さらに、膝関節の痛みは大腿四頭筋を鍛えて不安定をなくす事が良いとされているが、ある整形外科の医師が書いた本なかに、「靭帯を痛めた膝関節は身体が膝関節を休ませるために内側広筋を萎縮させている。」とある。実際、自分自身も左膝関節を痛めた時に、外側広筋が萎縮して見た目にも左脚が細くなっていた。この本を読む前は、なぜ外側広筋が萎縮したのかが解らなかったのだが、身体自身がこの様な事をしていると知ると納得ができる。
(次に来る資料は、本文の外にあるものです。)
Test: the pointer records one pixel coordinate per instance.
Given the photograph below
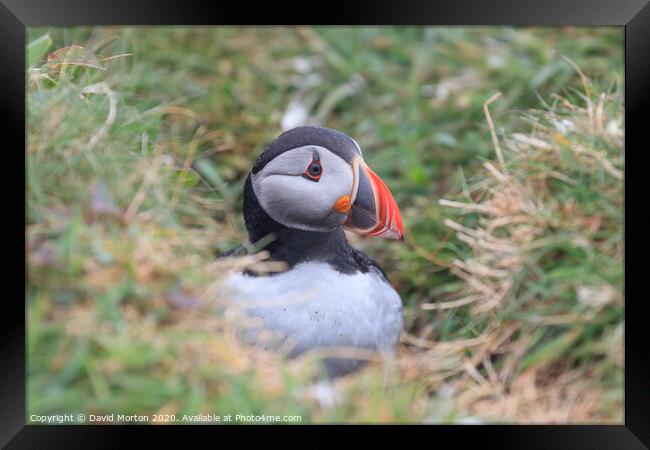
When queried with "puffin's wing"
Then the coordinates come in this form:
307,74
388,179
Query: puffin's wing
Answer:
240,250
365,263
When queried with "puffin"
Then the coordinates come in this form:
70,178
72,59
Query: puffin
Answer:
303,190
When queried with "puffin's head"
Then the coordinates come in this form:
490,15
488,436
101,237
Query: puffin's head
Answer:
315,179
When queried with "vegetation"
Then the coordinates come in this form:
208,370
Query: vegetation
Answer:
503,148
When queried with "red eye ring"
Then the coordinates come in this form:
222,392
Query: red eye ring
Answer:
314,170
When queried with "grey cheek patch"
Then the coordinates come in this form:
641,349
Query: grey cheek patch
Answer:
296,202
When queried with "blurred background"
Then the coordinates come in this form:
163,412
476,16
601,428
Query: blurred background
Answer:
503,147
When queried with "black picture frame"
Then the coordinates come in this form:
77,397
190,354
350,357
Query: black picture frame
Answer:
634,15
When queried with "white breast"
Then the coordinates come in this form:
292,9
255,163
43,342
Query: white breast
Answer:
317,306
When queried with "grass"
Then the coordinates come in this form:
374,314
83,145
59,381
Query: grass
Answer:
139,141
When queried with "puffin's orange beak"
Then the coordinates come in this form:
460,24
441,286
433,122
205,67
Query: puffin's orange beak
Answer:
373,209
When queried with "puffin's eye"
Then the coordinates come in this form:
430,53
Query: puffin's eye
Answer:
314,171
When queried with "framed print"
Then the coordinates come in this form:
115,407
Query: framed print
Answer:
411,214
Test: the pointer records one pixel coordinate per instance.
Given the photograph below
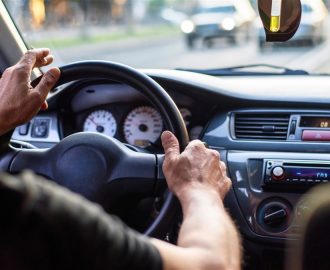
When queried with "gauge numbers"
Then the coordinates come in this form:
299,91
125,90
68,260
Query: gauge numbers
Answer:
143,126
101,121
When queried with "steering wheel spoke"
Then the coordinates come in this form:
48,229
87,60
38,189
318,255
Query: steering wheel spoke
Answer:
92,164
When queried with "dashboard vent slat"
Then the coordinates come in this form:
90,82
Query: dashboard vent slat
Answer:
261,126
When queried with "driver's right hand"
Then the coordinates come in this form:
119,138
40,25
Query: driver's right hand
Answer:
196,168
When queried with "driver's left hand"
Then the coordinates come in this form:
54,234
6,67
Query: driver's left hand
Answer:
19,101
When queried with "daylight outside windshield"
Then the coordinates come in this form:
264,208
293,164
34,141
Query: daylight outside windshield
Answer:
171,33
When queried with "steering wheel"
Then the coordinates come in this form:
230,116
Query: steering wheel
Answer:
99,167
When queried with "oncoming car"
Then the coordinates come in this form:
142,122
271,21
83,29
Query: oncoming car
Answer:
210,20
267,113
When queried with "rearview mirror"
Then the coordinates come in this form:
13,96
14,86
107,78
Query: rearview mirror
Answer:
281,18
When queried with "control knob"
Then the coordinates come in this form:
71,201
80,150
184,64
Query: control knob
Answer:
278,173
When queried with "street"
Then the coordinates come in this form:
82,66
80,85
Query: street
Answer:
171,52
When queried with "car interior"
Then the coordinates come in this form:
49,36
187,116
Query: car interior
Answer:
100,136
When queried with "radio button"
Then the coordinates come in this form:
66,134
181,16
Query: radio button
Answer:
316,135
278,173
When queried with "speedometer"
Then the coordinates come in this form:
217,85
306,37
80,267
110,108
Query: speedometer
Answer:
101,121
143,126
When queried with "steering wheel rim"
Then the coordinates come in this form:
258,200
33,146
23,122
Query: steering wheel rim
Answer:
156,95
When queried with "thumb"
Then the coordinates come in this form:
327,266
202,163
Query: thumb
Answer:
47,82
170,144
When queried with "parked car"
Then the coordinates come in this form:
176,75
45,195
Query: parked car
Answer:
219,19
312,27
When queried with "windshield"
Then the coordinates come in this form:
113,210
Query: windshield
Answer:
216,9
170,34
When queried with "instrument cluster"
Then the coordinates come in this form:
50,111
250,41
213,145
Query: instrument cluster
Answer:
140,125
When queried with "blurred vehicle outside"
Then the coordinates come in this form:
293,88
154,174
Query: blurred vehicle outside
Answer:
148,33
229,19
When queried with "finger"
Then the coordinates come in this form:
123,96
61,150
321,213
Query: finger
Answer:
170,144
34,58
44,106
44,61
47,82
223,167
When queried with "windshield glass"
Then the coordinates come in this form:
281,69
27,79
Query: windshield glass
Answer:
192,34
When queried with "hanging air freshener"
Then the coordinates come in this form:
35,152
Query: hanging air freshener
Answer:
280,18
275,18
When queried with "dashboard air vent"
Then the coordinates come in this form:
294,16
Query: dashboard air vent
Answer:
260,126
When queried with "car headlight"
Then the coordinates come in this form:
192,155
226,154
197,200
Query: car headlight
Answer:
228,24
187,27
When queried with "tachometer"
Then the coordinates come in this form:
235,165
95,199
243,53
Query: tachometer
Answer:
143,126
101,121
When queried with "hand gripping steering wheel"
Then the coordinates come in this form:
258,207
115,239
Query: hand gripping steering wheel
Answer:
99,167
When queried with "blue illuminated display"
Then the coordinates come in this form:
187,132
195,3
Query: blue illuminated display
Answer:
308,173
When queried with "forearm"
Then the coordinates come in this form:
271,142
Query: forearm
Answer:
208,238
208,228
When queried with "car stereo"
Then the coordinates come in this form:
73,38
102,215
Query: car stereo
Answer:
296,172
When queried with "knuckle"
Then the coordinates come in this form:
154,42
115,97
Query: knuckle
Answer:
37,98
48,80
215,154
195,144
21,68
7,71
223,165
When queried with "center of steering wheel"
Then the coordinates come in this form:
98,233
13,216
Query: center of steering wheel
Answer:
82,169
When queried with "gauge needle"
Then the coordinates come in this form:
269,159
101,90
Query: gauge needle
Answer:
92,120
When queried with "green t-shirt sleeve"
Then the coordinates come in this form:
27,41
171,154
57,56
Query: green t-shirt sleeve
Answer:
44,226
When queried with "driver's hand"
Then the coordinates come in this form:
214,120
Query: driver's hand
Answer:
197,168
19,101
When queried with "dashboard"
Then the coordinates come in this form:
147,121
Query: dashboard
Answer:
114,110
273,132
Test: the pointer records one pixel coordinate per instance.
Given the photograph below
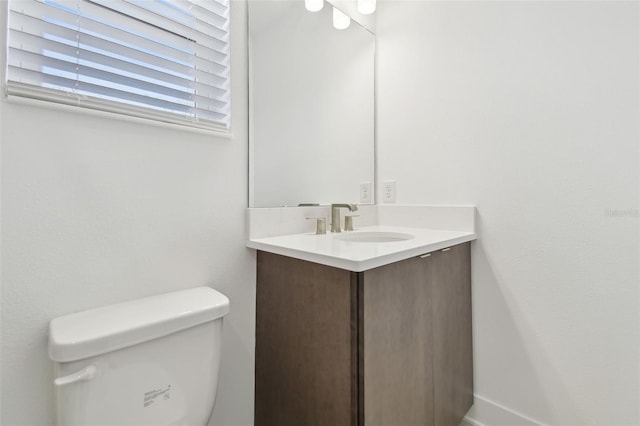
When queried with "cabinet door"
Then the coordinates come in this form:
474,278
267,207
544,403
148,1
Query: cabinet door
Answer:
306,344
396,345
450,276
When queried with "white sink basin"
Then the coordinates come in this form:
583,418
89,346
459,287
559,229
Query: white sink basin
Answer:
374,237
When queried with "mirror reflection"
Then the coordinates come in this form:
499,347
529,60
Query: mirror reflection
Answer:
311,106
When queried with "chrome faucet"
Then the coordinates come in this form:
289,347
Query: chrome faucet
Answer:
335,214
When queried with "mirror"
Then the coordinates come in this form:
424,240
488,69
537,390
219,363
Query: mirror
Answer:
311,106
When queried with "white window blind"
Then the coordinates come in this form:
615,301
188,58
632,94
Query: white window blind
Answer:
166,60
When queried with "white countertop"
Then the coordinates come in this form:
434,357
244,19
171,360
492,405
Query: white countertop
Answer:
329,250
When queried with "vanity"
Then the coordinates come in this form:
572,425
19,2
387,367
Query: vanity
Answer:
364,328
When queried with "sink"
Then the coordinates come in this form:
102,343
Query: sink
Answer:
374,237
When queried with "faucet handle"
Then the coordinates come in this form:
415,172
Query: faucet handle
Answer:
321,224
348,221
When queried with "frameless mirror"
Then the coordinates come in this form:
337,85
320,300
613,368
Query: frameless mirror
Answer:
311,113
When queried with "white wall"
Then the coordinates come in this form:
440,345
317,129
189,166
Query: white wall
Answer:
312,118
529,110
98,210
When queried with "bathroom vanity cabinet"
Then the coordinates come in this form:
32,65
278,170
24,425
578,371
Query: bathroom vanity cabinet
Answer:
389,346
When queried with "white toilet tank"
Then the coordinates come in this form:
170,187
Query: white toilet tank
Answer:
152,361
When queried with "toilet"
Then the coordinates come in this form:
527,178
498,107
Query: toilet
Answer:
151,361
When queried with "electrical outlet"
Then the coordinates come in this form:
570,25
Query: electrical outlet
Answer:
389,191
365,193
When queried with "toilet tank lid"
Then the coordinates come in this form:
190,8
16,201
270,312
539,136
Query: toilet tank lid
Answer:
109,328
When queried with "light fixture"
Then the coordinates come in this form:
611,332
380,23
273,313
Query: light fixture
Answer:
313,5
366,7
340,20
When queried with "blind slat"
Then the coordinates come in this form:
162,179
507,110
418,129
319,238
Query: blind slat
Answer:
165,60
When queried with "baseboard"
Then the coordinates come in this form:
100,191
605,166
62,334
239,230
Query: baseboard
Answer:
485,412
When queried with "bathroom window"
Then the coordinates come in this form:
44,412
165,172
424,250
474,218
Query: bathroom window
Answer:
165,60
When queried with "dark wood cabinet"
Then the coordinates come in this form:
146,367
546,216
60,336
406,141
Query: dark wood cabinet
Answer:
390,346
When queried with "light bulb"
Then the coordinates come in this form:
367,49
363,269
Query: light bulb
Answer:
366,7
313,5
340,20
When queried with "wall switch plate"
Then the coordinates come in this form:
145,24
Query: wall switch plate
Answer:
389,191
365,193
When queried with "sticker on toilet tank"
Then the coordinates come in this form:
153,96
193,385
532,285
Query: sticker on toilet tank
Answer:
153,396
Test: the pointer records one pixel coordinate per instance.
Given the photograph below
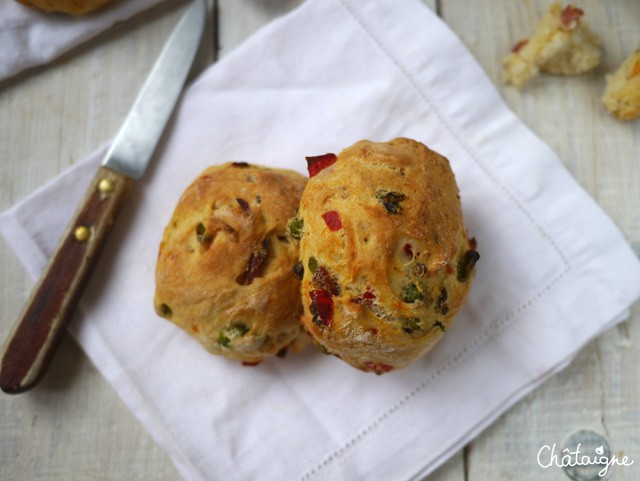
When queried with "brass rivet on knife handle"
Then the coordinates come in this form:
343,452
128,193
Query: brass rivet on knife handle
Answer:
53,301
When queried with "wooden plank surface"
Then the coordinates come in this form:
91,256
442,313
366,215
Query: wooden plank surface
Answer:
74,427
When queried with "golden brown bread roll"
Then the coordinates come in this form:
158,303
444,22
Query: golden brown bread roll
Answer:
224,270
387,263
622,94
561,45
72,7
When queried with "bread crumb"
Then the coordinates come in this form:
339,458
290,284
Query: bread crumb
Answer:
622,93
561,45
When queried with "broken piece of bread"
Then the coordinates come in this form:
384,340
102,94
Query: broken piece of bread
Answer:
561,45
622,93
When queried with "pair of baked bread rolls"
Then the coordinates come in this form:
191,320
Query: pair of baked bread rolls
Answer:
370,256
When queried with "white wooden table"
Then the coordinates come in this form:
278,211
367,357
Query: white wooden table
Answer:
74,427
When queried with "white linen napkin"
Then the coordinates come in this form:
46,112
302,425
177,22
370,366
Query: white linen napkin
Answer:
29,37
554,271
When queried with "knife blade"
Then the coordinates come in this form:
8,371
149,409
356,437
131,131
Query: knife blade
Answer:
38,331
これは膝関節に限った事ではなく、関節を痛めると筋萎縮も神経の問題で筋力の低下が起こる事がよく観察される。 以上の事は、筋力トレーニングが悪いとか必要がないという事ではなく、関節を安定させている理由が『筋力アップしたのではない』と言う事と考えている。そして。トレーニングによってついた筋肉量はトレーニングを続けていかなければ維持は出来ない。筋トレをさぼればついた筋肉はとたんに無くなっていき、元の筋肉量に戻る。このもとの筋肉量というのは普段の生活の中で必要な筋肉量ではないかと思う。自分の経験で言うと、追突された3年後、頸椎の調子が悪く右腕のしびれ、上腕三頭筋の萎縮があったが、頸椎の調子が戻りしびれが消えた時に、筋肉の萎縮はなくなり元の筋肉量に戻った。したがって、現在の筋肉量は現在の生活に必要な筋肉量ではないかと考えている。もちろん運動が悪いとか筋トレの必要がないというつもりはまったくない。

普段からよく歩いて身体を甘やかさない様に動く事は必要な事で、それを行っていけば無理に筋トレをする事は無いと考える。